No, tenía que ser otra cosa. ¿Algo peor? Pedro no soportaba verla así. Sintió ganas de abrazarla con fuerza, de tranquilizarla como si fuese una niña, pero sabía que a ella no le gustaría que se tomase tantas confianzas.


Inseguro y nervioso, se acercó a los pies de la cama. Buscó alguna pista con la mirada. La habitación estaba muy ordenada. No parecía haber nada fuera de lugar. El ordenador estaba apagado, pero el teléfono móvil estaba al lado de ella. Se preguntó si le habrían dado alguna mala noticia.


De repente, como si hubiese sentido su presencia, Paula levantó la cabeza y lo vio. Entonces se sentó corriendo y se limpió las lágrimas con las manos.


—Siento molestarte —se disculpó Pedro—, pero no he podido evitar oírte llorar y estaba preocupado. Tenía la esperanza de poder ayudarte de algún modo.


—Muchas gracias, pero no.

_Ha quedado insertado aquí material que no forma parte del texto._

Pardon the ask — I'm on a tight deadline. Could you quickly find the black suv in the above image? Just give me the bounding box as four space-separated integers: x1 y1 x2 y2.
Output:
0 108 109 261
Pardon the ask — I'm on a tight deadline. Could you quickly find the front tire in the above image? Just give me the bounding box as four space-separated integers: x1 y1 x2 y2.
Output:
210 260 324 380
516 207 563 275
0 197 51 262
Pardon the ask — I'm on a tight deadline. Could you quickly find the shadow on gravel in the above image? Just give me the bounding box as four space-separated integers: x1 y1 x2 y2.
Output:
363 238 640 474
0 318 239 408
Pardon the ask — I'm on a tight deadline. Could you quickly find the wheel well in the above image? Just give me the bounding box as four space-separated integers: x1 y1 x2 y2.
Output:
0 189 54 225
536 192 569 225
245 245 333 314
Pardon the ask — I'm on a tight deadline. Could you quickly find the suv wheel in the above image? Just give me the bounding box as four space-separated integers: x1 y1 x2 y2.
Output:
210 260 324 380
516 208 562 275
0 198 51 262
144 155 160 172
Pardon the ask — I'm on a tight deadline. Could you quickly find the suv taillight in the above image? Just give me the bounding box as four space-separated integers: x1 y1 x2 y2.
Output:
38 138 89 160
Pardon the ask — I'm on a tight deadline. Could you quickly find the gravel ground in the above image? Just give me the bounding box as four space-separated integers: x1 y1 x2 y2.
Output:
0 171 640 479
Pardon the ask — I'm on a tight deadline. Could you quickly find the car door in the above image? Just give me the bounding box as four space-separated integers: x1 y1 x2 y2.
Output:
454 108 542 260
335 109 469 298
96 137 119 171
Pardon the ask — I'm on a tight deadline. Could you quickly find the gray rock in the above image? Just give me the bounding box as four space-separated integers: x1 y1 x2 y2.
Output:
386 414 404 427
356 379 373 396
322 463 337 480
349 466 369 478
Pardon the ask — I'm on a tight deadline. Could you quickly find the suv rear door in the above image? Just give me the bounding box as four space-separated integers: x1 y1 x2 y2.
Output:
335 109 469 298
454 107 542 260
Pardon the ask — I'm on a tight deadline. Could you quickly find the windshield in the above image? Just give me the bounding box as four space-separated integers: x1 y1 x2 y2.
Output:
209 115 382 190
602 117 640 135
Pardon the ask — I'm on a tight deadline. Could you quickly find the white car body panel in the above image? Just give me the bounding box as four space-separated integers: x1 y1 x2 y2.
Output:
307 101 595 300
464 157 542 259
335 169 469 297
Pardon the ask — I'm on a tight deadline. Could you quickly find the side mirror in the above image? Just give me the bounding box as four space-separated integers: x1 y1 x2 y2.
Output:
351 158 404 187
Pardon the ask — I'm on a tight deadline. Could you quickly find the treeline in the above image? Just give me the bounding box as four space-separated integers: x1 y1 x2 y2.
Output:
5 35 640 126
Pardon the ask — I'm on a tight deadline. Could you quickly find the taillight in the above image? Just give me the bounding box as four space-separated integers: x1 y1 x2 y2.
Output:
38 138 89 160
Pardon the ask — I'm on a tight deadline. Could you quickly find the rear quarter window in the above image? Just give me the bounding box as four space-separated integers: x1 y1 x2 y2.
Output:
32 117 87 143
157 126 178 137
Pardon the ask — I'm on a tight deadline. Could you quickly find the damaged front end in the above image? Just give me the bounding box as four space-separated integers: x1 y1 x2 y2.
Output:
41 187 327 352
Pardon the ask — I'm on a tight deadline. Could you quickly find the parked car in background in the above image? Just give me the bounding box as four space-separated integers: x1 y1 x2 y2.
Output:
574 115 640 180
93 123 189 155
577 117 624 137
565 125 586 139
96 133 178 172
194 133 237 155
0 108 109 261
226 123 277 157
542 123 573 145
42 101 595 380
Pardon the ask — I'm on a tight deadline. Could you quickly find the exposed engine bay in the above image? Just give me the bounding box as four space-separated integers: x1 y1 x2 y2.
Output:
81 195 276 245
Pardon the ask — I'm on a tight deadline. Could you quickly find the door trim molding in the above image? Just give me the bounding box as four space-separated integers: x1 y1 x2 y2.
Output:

Es sólo… —señaló hacia el escritorio—. ¿Podrías acercarme esa caja de pañuelos?


Pedro lo hizo y Paula se apresuró a limpiarse la cara y sonarse la nariz. Cuando hubo terminado, tiró los pañuelos húmedos encima de la mesita de noche e intentó sonreír, pero no lo consiguió.


—Debo de estar horrible.


—No me asusto fácilmente —dijo él, aliviado. Las cosas no podían ir demasiado mal, si a Paula le preocupaba su aspecto—. En cualquier caso, estás guapa con la nariz roja.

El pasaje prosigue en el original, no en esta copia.